Apr 12

3:30 pm

## Statistical Test Procedures for Unreplicated Bland-Altman Method Comparison Plots

### Kevin Hayes

Seminar

University of Limerick

Altman and Bland (1983) criticise the use of correlation, regression and differences between means when analysing data which arises from the experimental comparison of two techniques or methods of measurement. They propose a simple graphical technique based on a plot of case-wise differences between methods against case-wise means of the methods, hereafter referred to as the Bland-Altman method comparison plot. All case-wise differences between two methods showing good agreement are expected to fall within the limits of agreement set at plus or minus 2 standard deviations of the average difference. Ryan and Woodall (2005) report that the subsequent Lancet paper by Bland and Altman (1986) is the sixth most highly cited statistical paper ever. The Bland-Altman method has become the expected (often obligatory) approach for presenting determinations of method reliability in many scientific journals (Hollis, 1996, for example). The successful impact of this paper is perhaps, in part, due to the fact that only an informal inspection of the graphical method is required supplemented by the correlation coefficient of the plotted quantities. Surprisingly, the Bland-Altman methodology does not recommend any statistical protocol based on statistical testing for the purpose of distinguishing between the issues of bias and lack of precision.

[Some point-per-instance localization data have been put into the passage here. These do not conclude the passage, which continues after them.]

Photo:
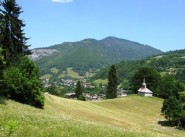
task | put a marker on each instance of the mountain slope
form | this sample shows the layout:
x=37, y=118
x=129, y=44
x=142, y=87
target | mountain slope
x=91, y=53
x=132, y=116
x=172, y=62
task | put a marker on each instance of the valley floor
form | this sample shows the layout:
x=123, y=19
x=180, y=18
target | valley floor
x=128, y=116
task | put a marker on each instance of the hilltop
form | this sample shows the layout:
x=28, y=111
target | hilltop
x=89, y=55
x=171, y=62
x=131, y=116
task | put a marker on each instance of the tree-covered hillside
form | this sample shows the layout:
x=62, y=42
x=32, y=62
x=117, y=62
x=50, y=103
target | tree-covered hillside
x=172, y=62
x=93, y=54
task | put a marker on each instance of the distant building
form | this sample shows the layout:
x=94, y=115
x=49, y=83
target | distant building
x=70, y=95
x=122, y=92
x=144, y=91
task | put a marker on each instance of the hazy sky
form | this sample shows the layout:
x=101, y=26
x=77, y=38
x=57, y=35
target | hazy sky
x=159, y=23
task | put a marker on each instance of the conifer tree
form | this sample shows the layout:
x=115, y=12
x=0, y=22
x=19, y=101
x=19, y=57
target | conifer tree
x=78, y=90
x=111, y=91
x=12, y=38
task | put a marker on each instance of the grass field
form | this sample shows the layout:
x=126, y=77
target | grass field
x=131, y=116
x=72, y=73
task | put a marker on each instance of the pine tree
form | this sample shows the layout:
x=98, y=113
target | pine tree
x=12, y=38
x=78, y=90
x=111, y=91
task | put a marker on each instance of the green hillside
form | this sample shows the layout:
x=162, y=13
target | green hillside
x=172, y=62
x=91, y=54
x=132, y=116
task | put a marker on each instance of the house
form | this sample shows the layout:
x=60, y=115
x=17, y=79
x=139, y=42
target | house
x=122, y=92
x=144, y=91
x=70, y=95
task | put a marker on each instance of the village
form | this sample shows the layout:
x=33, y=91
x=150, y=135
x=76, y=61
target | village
x=93, y=92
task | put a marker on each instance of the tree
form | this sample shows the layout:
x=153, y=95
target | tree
x=12, y=38
x=171, y=109
x=111, y=91
x=152, y=78
x=22, y=83
x=2, y=64
x=168, y=87
x=78, y=90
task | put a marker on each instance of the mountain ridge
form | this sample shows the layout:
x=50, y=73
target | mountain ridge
x=92, y=54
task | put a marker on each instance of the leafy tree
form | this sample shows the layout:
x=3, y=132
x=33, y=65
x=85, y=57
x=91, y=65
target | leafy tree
x=152, y=79
x=180, y=75
x=171, y=108
x=111, y=91
x=78, y=90
x=12, y=38
x=168, y=86
x=22, y=83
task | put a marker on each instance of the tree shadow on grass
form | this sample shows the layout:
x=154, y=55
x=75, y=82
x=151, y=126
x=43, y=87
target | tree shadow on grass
x=2, y=100
x=166, y=123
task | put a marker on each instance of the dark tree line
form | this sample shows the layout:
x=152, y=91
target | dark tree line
x=19, y=78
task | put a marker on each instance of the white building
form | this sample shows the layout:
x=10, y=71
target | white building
x=144, y=91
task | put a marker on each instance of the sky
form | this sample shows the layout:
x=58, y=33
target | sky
x=158, y=23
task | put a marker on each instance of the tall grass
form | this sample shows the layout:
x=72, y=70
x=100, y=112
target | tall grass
x=123, y=117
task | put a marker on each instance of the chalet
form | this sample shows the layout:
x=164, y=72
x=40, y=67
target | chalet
x=70, y=95
x=144, y=91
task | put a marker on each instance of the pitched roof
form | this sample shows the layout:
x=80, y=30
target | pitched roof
x=145, y=90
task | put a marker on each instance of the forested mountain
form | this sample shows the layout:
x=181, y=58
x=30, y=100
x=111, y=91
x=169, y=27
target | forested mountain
x=172, y=62
x=90, y=54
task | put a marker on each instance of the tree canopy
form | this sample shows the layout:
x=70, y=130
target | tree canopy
x=12, y=37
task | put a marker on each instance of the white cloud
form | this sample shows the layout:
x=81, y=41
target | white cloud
x=62, y=1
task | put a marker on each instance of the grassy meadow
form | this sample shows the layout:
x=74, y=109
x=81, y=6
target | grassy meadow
x=131, y=116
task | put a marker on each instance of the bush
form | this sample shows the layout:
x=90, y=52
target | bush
x=22, y=83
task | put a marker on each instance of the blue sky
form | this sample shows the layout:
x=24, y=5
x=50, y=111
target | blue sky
x=159, y=23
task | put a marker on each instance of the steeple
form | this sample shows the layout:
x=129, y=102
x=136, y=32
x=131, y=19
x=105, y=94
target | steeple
x=144, y=83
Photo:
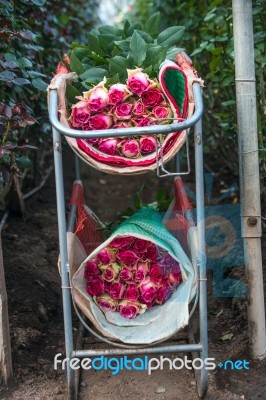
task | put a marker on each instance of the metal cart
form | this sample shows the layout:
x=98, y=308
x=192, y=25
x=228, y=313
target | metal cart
x=197, y=349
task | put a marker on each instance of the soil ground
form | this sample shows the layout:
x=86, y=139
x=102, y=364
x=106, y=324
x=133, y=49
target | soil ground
x=30, y=247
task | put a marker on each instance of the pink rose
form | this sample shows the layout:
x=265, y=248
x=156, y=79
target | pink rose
x=125, y=275
x=142, y=270
x=143, y=121
x=137, y=81
x=91, y=269
x=147, y=144
x=162, y=112
x=121, y=242
x=101, y=121
x=80, y=114
x=163, y=293
x=138, y=108
x=127, y=257
x=106, y=303
x=123, y=111
x=108, y=146
x=116, y=290
x=155, y=274
x=118, y=93
x=128, y=309
x=152, y=97
x=147, y=292
x=130, y=148
x=110, y=272
x=95, y=287
x=97, y=98
x=132, y=292
x=105, y=256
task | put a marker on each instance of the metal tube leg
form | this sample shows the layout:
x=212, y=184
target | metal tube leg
x=203, y=379
x=66, y=295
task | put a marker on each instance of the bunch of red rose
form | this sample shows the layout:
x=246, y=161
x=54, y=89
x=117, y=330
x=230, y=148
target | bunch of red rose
x=139, y=102
x=131, y=275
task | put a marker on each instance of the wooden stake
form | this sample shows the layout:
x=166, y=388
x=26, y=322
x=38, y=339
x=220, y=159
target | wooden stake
x=6, y=371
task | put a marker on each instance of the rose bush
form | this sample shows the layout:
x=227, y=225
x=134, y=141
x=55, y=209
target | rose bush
x=131, y=275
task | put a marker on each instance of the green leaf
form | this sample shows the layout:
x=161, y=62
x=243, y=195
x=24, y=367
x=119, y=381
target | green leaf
x=153, y=25
x=94, y=75
x=138, y=48
x=38, y=83
x=75, y=64
x=71, y=93
x=24, y=62
x=170, y=36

This talk considers the problem of testing u1 = u2 and o2/1 = o2/2 using a random sample from a bivariate normal distribution with parameters (u1; u2; o2/1; o2/2; p). The new contribution is a decomposition of the Bradley-Blackwood test statistic (Bradley and Blackwood, 1989)for the simultaneous test of {u1 = u2; o2/1 = o2/2} as a sum of two statistics. One is equivalent to the Pitman-Morgan (Pitman, 1939; Morgan, 1939) test statistic for o2/1 = o2/2 and the other one is a new alternative to the standard paired-t test of uD = u1 - u2 = 0. Surprisingly, the classic Student paired-t test makes no assumptions about the equality (or otherwise) of the variance parameters. The power functions for these tests are quite easy to derive, and show that when o2/1 = o2/2, the paired t-test has a slight advantage over the new alternative in terms of power, but when o2/1 != o2/2, the new test has substantially higher power than the paired-t test.

While Bradley and Blackwood provide a test on the joint hypothesis of equal means and equal variances their regression based approach does not separate these two issues. The rejection of the joint hypothesis may be due to two groups with unequal means and unequal variances; unequal means and equal variances, or equal means and unequal variances. We propose an approach for resolving this (model selection) problem in a manner controlling the magnitudes of the relevant type I error probabilities.